Saturday, 13 July 2013

"Rasanya bulan September lama sekali."

"Dan musim kemarau tak akan pernah datang."

"Haha, sepandai-pandainya manusia menentukan musim, alam ternyata lebih cerdik."

"Itu berkah dari Yang Maha Kuasa."

"Sayangnya bukan berkah bagi sebagian orang di luar sana."

"Ah, mereka tidak bersyukur atas apa yang telah mereka terima."

"Padahal rasa syukur itu sesederhana menghirup udara segar pagi hari. Sayang sekali."

"Syukur itu juga sesederhana menghirup petrichor. Indahnya dunia dengan bersyukur."

"Sesederhana menyantap mie rebus dengan tambahan telur setengah matang dan irisan cabai. Syukur itu nikmat."

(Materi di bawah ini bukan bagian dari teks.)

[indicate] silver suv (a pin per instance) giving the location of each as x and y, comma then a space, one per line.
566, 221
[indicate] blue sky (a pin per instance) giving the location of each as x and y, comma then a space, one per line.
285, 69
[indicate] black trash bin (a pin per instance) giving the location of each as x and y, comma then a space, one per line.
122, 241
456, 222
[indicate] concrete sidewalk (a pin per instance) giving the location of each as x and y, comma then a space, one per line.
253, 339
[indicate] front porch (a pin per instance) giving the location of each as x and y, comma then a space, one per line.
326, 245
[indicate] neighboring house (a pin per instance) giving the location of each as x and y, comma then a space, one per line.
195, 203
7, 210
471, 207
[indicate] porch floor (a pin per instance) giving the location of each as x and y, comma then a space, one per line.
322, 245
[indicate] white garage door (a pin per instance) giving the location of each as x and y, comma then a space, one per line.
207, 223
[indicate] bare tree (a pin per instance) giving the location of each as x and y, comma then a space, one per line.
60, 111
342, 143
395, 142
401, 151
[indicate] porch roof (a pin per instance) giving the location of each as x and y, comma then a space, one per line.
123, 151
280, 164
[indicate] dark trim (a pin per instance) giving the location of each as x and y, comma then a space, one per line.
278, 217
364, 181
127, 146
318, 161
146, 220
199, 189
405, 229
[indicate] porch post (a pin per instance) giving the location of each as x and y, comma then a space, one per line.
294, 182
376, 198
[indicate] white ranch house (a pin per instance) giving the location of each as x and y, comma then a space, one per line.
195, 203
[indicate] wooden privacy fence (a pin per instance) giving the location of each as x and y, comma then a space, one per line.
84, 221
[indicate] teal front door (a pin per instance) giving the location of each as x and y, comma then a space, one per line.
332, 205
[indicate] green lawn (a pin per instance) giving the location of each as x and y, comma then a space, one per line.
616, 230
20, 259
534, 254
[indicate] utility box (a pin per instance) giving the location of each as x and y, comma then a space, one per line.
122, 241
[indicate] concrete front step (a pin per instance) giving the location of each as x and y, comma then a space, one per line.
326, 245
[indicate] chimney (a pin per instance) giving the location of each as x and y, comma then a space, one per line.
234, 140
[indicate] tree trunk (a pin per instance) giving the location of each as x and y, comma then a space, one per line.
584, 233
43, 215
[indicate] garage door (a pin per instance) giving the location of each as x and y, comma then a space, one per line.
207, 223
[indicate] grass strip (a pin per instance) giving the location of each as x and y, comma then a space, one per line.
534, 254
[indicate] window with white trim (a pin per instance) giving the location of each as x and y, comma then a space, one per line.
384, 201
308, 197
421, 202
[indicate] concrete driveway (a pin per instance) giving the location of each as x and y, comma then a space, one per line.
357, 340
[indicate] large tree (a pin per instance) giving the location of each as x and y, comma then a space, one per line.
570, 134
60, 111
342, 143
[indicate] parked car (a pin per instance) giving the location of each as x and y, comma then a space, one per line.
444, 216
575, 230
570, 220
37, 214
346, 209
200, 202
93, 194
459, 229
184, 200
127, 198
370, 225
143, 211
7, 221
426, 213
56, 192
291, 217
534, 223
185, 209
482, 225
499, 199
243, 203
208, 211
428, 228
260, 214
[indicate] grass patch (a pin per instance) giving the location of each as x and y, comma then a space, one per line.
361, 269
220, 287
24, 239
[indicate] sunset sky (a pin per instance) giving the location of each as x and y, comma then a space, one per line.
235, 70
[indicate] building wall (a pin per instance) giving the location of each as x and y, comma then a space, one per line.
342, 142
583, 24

Obrolah singkat dengan seorang teman via akun jejaring sosial, mengingatkan saya bahwa rasa syukur itu sederhana. Terkadang manusia suka merumitkan hal-hal yang tidak perlu dirumitkan.

Wednesday, 22 May 2013

Mimpi


"Bunga tumbuh subur dan merekah diatas tanah yang gembur. Manusia menginginkan keelokan bunga-bunga itu. Dipetik lah ia. Ketika ia dipetik, mati lah ia. Hidupnya bukan di tangan manusia, melainkan tanah dan air lah gantungan hidupnya. 
Bunga itu bernama mimpi; gambaran rasa terdalam manusia, film pendek yang diputar secara misterius di otak ketika mata dirundung lelah."